Book Review - My Ideal Bookshelf, Thessaly La Force & Jane Mount



My Ideal Bookshelf


Thessaly La Force (Ed), Jane Mount (Ill)


Category: Nonfiction: Books & Reading; Art

Synopsis: Dozens of writers, artists, chefs, and inventors share what is on their “ideal bookshelf,” each of which is represented with a painting.

Date finished: 6 June 2013

Rating: ***½

Comments:
This is a brilliant idea. I love the idea. I couldn’t believe no one had thought of this before. Readers love nothing more than to poke through someone else’s bookcase. A single bookshelf says more about a person than most anything they actually say to you. The idea is so smart on so many levels.

And yet, the book didn’t work for me.

Here’s the deal: I’m only interested in what people I know are reading. Of the 106 writers, artists, chefs, etc. represented here, I was only familiar with 15 of them. And I was not intimately familiar with any of them. It became a joke with me. I’d turn the page, see another name I didn’t know, look them up in the back for a brief bio (and I mean brief) and invariably it would say, “short story writer.” This had to be 90% short story writers—or founding members of Sonic Youth. The editor showed her bias in such an obvious and naive way, that it narrowed her audience hugely. Now, maybe she didn’t care. Maybe she’s an Artist-with-a-capital-A, so names don’t matter to her as much as passion, but she did want to sell books, didn’t she? Right?

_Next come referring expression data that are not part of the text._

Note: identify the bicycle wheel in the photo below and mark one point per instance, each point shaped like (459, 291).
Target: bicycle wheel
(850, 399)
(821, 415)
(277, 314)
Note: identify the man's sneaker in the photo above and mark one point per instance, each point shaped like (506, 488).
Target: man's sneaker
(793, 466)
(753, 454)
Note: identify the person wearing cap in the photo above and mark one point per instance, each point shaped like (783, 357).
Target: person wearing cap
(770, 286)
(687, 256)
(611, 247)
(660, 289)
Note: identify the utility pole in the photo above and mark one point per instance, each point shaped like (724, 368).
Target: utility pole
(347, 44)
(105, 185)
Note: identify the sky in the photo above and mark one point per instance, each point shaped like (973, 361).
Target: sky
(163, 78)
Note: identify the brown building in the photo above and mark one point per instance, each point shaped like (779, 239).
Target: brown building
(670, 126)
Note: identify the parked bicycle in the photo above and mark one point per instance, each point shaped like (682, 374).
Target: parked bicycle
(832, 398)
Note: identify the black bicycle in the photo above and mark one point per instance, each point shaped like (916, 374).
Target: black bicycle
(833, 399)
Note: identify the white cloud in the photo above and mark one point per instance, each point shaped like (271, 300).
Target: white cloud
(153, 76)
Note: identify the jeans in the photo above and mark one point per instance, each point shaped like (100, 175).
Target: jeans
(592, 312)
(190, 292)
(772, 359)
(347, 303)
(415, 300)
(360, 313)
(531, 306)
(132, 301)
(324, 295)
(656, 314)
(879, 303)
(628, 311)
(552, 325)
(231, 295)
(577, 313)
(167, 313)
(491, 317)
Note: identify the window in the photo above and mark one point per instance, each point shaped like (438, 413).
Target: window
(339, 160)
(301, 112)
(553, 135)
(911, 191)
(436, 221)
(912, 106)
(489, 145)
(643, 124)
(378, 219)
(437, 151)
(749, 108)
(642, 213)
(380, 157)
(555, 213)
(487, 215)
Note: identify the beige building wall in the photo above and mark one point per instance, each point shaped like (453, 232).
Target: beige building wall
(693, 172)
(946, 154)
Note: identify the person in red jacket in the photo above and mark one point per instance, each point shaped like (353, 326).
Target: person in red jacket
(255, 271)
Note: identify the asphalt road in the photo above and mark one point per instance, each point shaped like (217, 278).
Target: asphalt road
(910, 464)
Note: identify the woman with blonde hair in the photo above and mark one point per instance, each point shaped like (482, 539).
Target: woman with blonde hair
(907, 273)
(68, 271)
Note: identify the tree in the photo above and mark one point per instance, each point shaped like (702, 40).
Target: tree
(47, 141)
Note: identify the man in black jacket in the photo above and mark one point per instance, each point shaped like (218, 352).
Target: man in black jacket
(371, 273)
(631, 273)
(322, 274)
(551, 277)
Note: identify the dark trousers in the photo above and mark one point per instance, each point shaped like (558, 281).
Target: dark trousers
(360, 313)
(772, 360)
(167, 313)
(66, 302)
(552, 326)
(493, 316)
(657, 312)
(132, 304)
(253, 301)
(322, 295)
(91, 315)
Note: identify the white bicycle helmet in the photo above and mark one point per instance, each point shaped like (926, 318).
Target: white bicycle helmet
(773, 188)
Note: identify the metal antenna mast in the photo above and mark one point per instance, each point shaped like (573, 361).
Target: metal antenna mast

Now, had this book been proposed by a bigger name in publishing, and a name more connected with writers rather than “app designers” (good heavens is that going to date this book in a few years), you could have seen Stephen King and Maya Angelou and Gwyneth Paltrow (I don’t know why I threw her name out there, she just seems like the bookish type). This could have been a fabulous book. With the people used—God bless them—it was pretty ho-hum. When will folks realize we don’t all live on the East Coast, that we’re not all obsessed with pop culture, and that we don’t all have an i-device sprouting out of our fingers or ears?

I enjoyed the paintings and appreciated that most of the work there was in learning to do the lettering for the various spines. That fascinated me. The accompanying text was too short, though. The blurbs read like the editor, La Force, had asked for a few pages of text, and then she ruthlessly cut and jimmied things until it fit in the space allotted. It’s what editors do, but she was careless about it. Everybody’s text sounded exactly the same, because she edited the voice out. The text was soulless and limp. And since they were only allowed a certain amount of space, only a couple of the books on each shelf were ever discussed. Excuse me, but wasn’t that sort of the point of the whole exercise?

It was interesting to see what showed up on shelves over and over: The Elements of Style, Moby-Dick, Lolita, Jesus’ Son, The House Book, Bird by Bird, Infinite Jest, as well as work by Updike, Didion, O’Connor, Wharton, Carver, and Lorrie Moore. James Patterson’s story about watching a woman shoplift his book (page 142) is almost worth the price of admission. I wrote down a few quotes that I enjoyed, but I found it almost tragic how many writers wrote about their desire to imitate other writers.

This book should have been done by Oprah! That would have been…wow, I can’t even finish that sentence without having to sit down for a minute. Not that I’m an Oprah-ite, just that her pull would have made this book legendary. She could have brought in well-known writers and big time celebrities. The folks represented would have appealed to more readers, and the audience would have been expanded exponentially. (There are less than 30 reviews for this book on Amazon.) As it is, it’s sort of a snapshot in time that feels plastic and throw-away. It makes me sad that such a great idea failed so spectacularly.

Would you recommend this to a friend?
Maybe, but mostly just to get their take.